Was werden Sie nicht vermissen?
Die populistische Verbissenheit in der Auseinandersetzung um die Kammerspiele (lacht). Wir hatten mal in einer Spielzeit eine Visionenwerkstatt eingerichtet. Das ist für mich nach wie vor ein guter Begriff und eine schöne Herausforderung für die Arbeit in dieser Stadt. Visionen zu entwickeln ist sicher auch ein Teil der Theaterarbeit. Ein Haus, das nach vorne denkt, da hat das Theater viele Möglichkeiten. Man hat gesehen, v.a. beim ersten Futurologischen Kongress, wie das funktionieren kann. Darauf bin ich ehrlich gesagt auch stolz. Das war ein Meilenstein, mit 15.000 Besuchern an einem Wochenende. Auch das Thema Frankenstein ist ein wichtiges Thema für die Stadt, das aber total vernachlässigt wird. Oder auf eine Art und Weise realisiert wird, wo ich glaube, dass man die Chancen von solch einem Projekt noch nicht so richtig erkannt hat. Das Thema KI mit dem Mythos zu verknüpfen wäre sehr spannend. Da könnte ich mir wirklich viel vorstellen in dieser Stadt.

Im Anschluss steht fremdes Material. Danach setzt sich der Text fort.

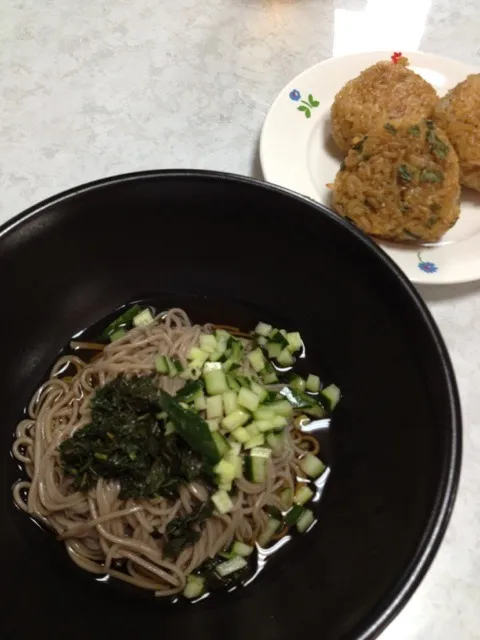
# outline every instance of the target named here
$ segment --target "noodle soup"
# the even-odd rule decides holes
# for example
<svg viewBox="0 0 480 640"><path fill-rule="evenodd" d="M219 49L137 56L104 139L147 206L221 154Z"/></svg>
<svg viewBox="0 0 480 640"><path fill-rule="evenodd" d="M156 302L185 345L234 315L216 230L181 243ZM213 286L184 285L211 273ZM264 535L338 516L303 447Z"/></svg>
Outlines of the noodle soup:
<svg viewBox="0 0 480 640"><path fill-rule="evenodd" d="M339 389L303 373L298 332L263 321L135 304L105 324L70 343L18 424L15 504L98 579L193 601L248 584L315 523L315 434Z"/></svg>

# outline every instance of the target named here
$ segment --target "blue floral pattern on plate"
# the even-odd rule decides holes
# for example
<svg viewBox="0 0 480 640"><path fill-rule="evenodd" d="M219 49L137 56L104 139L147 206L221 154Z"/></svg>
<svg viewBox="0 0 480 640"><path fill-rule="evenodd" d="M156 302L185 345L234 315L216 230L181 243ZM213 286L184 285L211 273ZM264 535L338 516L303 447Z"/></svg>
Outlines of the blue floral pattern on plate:
<svg viewBox="0 0 480 640"><path fill-rule="evenodd" d="M428 262L423 260L422 255L417 253L418 256L418 268L424 271L425 273L435 273L438 271L438 267L434 262Z"/></svg>

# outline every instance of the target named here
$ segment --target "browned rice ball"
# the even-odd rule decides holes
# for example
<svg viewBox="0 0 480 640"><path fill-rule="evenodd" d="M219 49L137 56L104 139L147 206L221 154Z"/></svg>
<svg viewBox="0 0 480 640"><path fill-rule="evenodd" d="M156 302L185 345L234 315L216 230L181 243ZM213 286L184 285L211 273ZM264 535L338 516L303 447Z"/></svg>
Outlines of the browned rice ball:
<svg viewBox="0 0 480 640"><path fill-rule="evenodd" d="M436 242L460 213L455 150L431 120L387 123L350 150L333 206L366 233L396 242Z"/></svg>
<svg viewBox="0 0 480 640"><path fill-rule="evenodd" d="M407 69L408 60L377 62L341 89L332 106L333 138L347 152L355 138L384 122L415 123L429 118L438 101L435 89Z"/></svg>
<svg viewBox="0 0 480 640"><path fill-rule="evenodd" d="M480 73L449 91L438 102L434 118L455 147L460 182L480 191Z"/></svg>

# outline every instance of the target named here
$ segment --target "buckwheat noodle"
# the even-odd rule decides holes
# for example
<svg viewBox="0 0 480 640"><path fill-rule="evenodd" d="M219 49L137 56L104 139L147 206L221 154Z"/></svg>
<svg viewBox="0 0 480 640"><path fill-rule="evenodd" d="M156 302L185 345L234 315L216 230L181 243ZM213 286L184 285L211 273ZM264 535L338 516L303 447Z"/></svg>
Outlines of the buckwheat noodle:
<svg viewBox="0 0 480 640"><path fill-rule="evenodd" d="M89 424L90 399L98 387L120 373L154 371L159 353L186 366L187 354L200 334L212 330L213 325L192 325L184 311L171 309L153 324L134 328L109 344L90 362L74 354L62 356L31 399L12 449L29 480L17 482L13 498L19 508L57 533L70 558L83 569L153 590L158 596L173 595L183 590L194 569L234 538L253 543L268 522L265 507L283 508L278 494L294 487L301 473L298 459L305 453L302 436L293 425L286 430L283 450L269 462L265 483L253 484L244 477L236 480L233 511L212 515L198 542L175 560L163 553L166 527L208 499L199 482L182 486L177 500L122 500L117 482L100 478L88 493L81 493L63 473L58 446ZM159 384L175 393L184 382L162 377Z"/></svg>

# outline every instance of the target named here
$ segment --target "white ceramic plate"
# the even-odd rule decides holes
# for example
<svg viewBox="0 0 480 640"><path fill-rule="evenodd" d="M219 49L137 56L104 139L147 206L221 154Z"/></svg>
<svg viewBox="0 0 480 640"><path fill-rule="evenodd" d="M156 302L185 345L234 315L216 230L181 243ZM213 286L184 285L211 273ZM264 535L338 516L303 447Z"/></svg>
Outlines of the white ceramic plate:
<svg viewBox="0 0 480 640"><path fill-rule="evenodd" d="M330 58L307 69L280 92L271 106L260 139L260 161L268 182L330 206L330 190L343 155L330 132L330 107L350 79L391 51ZM476 69L428 53L406 53L410 68L430 82L440 96ZM382 248L413 282L449 284L480 279L480 193L462 190L456 225L435 245L381 242Z"/></svg>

Was möchten Sie noch sagen?
Servus. Eigentlich habe ich alles gesagt. (es folgt eine lange Denkpause) Ja, Mut. Mir fehlt ein bisschen der Mut in dieser Stadt. Das MKKD wird realisiert, das ist auch gut so, aber es reicht nicht. Ingolstadt hat so viele Möglichkeiten und macht zu wenig aus der Substanz. Da braucht es eine gute Energie, die auch Projekte denkt, bei denen man vielleicht auf den ersten Blick meint: das passt nicht zu uns. Natürlich wären ein Wolkenbügel oder die Kammerspiele spannend gewesen. Manche Dinge werden so klein gedacht. Es reicht nicht, ein Restaurant im obersten Stock eines Turms einzurichten. Ingolstadt war immer eine Stadt im Umbruch. Das reizt mich an Ingolstadt auch sehr. Erst eine Universitätsstadt, dann eine Militärstadt, dann eine Arbeiterstadt und jetzt passiert eigentlich die vierte Veränderung hin zu einer Dienstleistungsstadt. Diesen Prozess des Wandels kann man an einer mittelgroßen europäischen Stadt wie Ingolstadt ganz gut abbilden. Den würde ich stark machen. Nach vorne denken, kraftvoll. Und dann auch mal danebenhauen dürfen. Das, finde ich, gehört auch dazu.
Wohin zieht es Sie nun?
Zum Weinberg. Ich habe bei Bonn im Siebengebirge einen ehemaligen Weinberg von meinen Eltern geerbt, den möchte ich in irgendeiner Weise reaktivieren. Mal schauen, ob das funktioniert, aber es ist auf jeden Fall ein schönes Projekt.
Herr Weber, wir wünschen Ihnen alles Gute.